Paul MacLean was hired on June 14, 2011. MacLean, a former NHL player, had previously been an assistant coach with Anaheim and Detroit. MacLean had previously worked with Murray in Anaheim. During his term, MacLean was twice nominated for the Jack Adams Trophy for coach of the year, winning it for the 2012–13 season. MacLean was fired on December 8, 2014, and replaced by his assistant Dave Cameron.

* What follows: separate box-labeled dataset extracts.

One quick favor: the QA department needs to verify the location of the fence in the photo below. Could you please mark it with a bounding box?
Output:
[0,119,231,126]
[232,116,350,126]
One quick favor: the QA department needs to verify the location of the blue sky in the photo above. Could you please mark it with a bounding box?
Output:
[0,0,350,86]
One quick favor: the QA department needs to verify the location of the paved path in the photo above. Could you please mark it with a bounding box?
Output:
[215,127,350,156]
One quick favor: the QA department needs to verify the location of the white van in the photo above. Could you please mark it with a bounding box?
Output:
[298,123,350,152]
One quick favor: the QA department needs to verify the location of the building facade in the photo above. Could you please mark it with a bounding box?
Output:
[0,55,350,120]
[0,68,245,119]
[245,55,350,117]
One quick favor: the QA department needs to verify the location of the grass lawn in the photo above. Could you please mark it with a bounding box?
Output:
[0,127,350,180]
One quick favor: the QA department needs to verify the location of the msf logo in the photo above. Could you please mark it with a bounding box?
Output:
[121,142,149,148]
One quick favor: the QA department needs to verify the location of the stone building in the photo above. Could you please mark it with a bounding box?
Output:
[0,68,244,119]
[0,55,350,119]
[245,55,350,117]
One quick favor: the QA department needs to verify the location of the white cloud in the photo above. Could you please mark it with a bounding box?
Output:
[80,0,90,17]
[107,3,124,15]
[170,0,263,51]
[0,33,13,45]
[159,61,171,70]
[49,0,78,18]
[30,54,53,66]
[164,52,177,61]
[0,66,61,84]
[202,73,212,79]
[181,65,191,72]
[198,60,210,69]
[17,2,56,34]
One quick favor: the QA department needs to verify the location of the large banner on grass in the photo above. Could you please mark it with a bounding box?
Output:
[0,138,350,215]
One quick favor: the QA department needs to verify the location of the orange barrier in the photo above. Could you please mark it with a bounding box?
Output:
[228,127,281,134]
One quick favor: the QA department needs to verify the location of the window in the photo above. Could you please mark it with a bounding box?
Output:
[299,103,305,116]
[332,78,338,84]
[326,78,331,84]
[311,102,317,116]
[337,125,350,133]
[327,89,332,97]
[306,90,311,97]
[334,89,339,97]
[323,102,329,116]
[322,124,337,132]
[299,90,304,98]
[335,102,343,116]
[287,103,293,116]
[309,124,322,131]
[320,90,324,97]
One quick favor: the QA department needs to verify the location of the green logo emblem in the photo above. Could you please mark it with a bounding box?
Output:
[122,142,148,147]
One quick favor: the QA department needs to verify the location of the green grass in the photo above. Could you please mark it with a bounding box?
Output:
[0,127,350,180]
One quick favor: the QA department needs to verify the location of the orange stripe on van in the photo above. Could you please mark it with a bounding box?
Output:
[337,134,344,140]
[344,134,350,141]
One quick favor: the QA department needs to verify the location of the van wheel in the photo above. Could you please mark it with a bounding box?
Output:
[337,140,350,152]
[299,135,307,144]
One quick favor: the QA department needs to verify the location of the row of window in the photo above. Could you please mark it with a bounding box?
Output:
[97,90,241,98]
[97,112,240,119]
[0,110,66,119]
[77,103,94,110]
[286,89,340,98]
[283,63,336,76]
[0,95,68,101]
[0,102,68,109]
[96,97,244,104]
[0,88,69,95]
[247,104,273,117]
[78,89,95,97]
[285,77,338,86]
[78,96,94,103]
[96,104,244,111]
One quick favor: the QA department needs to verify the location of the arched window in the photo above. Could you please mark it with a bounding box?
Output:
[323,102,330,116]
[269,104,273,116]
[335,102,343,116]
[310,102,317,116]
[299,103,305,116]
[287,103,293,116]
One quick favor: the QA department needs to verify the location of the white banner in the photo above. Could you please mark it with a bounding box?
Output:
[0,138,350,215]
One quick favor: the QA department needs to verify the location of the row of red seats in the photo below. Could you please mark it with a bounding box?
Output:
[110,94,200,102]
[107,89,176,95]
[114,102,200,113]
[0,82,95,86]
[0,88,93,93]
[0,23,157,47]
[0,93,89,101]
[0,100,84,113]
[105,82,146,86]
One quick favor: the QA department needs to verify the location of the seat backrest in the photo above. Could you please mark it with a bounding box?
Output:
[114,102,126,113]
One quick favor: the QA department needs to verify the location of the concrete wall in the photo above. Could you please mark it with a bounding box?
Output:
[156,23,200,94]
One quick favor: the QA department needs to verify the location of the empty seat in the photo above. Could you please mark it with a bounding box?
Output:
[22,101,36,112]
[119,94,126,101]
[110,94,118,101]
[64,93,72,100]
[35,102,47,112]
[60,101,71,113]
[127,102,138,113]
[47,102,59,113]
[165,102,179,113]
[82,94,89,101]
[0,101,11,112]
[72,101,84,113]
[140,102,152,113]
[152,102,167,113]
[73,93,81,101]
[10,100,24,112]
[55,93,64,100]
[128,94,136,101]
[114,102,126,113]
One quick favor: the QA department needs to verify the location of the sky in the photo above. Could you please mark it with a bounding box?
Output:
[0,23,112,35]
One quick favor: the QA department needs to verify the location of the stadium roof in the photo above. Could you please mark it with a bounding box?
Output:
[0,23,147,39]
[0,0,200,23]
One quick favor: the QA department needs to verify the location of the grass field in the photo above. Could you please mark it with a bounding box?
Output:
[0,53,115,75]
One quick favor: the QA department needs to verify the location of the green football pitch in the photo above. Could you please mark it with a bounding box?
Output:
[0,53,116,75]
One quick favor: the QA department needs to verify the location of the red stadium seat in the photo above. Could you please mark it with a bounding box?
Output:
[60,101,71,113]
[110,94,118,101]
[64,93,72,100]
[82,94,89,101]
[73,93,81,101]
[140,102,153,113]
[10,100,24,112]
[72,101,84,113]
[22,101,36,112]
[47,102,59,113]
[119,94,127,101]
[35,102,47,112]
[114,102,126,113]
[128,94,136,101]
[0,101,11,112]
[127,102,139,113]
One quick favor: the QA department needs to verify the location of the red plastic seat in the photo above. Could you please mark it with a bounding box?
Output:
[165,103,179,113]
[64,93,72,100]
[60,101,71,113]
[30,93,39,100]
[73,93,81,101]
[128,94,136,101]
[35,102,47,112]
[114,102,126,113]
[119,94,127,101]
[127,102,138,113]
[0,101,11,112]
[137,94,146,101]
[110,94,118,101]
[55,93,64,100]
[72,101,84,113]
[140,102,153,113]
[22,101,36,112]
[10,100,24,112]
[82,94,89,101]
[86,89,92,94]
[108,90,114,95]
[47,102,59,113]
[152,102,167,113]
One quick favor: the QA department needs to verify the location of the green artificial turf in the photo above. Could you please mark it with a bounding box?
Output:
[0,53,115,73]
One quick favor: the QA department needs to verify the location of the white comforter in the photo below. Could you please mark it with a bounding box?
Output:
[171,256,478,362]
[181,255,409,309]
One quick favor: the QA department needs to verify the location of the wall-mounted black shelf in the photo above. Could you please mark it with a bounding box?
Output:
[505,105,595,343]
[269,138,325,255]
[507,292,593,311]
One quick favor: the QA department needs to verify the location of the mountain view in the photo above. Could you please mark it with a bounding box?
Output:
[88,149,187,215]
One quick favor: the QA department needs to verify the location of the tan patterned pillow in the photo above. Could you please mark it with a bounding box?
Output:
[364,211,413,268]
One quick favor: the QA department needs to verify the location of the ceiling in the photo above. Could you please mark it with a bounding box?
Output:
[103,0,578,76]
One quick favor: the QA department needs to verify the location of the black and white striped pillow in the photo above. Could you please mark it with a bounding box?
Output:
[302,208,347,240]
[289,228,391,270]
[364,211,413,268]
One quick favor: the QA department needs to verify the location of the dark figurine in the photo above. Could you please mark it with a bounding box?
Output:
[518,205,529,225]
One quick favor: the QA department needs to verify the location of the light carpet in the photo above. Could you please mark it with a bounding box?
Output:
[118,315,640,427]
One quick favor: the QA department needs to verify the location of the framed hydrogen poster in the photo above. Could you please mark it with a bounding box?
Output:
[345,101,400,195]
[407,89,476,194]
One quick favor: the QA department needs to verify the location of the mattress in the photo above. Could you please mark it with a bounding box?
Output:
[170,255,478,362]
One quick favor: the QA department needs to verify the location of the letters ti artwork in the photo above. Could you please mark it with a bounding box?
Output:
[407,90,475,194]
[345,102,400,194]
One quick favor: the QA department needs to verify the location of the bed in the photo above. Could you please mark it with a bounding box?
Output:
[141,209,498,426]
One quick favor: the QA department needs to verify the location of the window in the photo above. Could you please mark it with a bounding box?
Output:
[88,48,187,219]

After the 2015–16 season, in which the Senators failed to make the playoffs, Dave Cameron was fired and replaced by Guy Boucher. Boucher guided the club in its first season to a berth in the Eastern Conference Final, losing in overtime in the seventh game to the eventual Stanley Cup champion Pittsburgh Penguins. In his second season, the team nosedived to 30th-place overall. In his third season, Boucher was fired prior on March 1, 2019, with the club in 31st-place overall. His associate coach, Marc Crawford was named as interim head coach. D. J. Smith was then hired as the permanent head coach on May 23, 2019, for the 2019–20 season. After four further seasons without a playoff appearance, capped by an 11–15–0 start to the 2023–24 season, Smith was fired on December 18, 2023, and replaced on an interim basis by former Senators head coach Jacques Martin. After the conclusion of the season, Travis Green was hired as the team's new head coach.

==Key==

| # | Number of coaches^{[a]} |
| GC | Games coached |
| W | Wins = 2 points |
| L | Losses = 0 points |
| T | Ties = 1 point |
| OT | Overtime/shootout losses = 1 point^{[b]} |
| PTS | Points |
| Win% | Winning percentage |
| * | Spent entire NHL head coaching career with the Senators |
| † | Elected to the Hockey Hall of Fame as a builder |

==Head coaches==
Note: Statistics are correct through the 2025–26 season

| # | Name | Term^{[c]} | Regular season |  |  |  |  |  | Playoffs |  |  |  | Achievements | Reference |
| GC | W | L | T/OT | PTS | Win% | GC | W | L | Win% |
| 1 | Rick Bowness | 1992–1995 | 235 | 39 | 178 | 18 | 96 | .204 | — | — | — | — |  |  |
| 2 | Dave Allison* | 1995–1996 | 25 | 2 | 22 | 1 | 5 | .100 | — | — | — | — |  |  |
| 3 | Jacques Martin | 1996–2002 | 528 | 246 | 191 | 91 | 583 | .552 | 44 | 17 | 27 | .386 | 1998–99 Jack Adams Award winner |  |
| 4 | Roger Neilson†^{[d]} | 2002 | 2 | 1 | 1 | 0 | 2 | .500 | — | — | — | — |  |  |
| — | Jacques Martin | 2002–2004 | 164 | 95 | 44 | 25 | 215 | .655 | 25 | 14 | 11 | .560 |  |  |
| 5 | Bryan Murray | 2005–2007 | 164 | 100 | 46 | 18 | 218 | .665 | 30 | 18 | 12 | .600 |  |  |
| 6 | John Paddock | 2007–2008 | 64 | 36 | 22 | 6 | 78 | .609 | — | — | — | — |  |  |
| — | Bryan Murray | 2008 | 18 | 7 | 9 | 2 | 16 | .444 | 4 | 0 | 4 | .000 |  |  |
| 7 | Craig Hartsburg | 2008–2009 | 48 | 17 | 24 | 7 | 41 | .427 | — | — | — | — |  |  |
| 8 | Cory Clouston* | 2009–2011 | 198 | 95 | 83 | 20 | 210 | .530 | 6 | 2 | 4 | .333 |  |  |
| 9 | Paul MacLean* | 2011–2014 | 238 | 114 | 90 | 35 | 263 | .553 | 17 | 8 | 9 | .471 | 2012–13 Jack Adams Award winner |  |
| 10 | Dave Cameron* | 2014–2016 | 137 | 70 | 50 | 17 | 157 | .573 | 6 | 2 | 4 | .333 |  |  |
| 11 | Guy Boucher | 2016–2019 | 228 | 94 | 108 | 26 | 214 | .469 | 19 | 11 | 8 | .579 |  |  |
| 12 | Marc Crawford | 2019 | 18 | 7 | 10 | 1 | 15 | .417 | — | — | — | — |  |  |
| 13 | D. J. Smith | 2019–2023 | 317 | 131 | 154 | 32 | 294 | .464 | — | — | — | — |  |  |
| — | Jacques Martin | 2023–2024 | 56 | 26 | 26 | 4 | 56 | .500 | — | — | — | — |  |  |
| 14 | Travis Green | 2024–present | 164 | 89 | 57 | 18 | 196 | .598 | 10 | 2 | 8 | .200 |  |  |

==Notes==
- A running total of the number of coaches of the Senators. Thus, any coach who has two or more separate terms as head coach is only counted once.
- Before the 2005–06 season, the NHL instituted a shootout for regular season games that remained tied after a five-minute overtime period, which prevented ties.
- Each year is linked to an article about that particular NHL season.
- Was made the head coach for the last two games of the 2001–02 season so he could become the ninth head coach in NHL history to coach 1,000 games, which he achieved.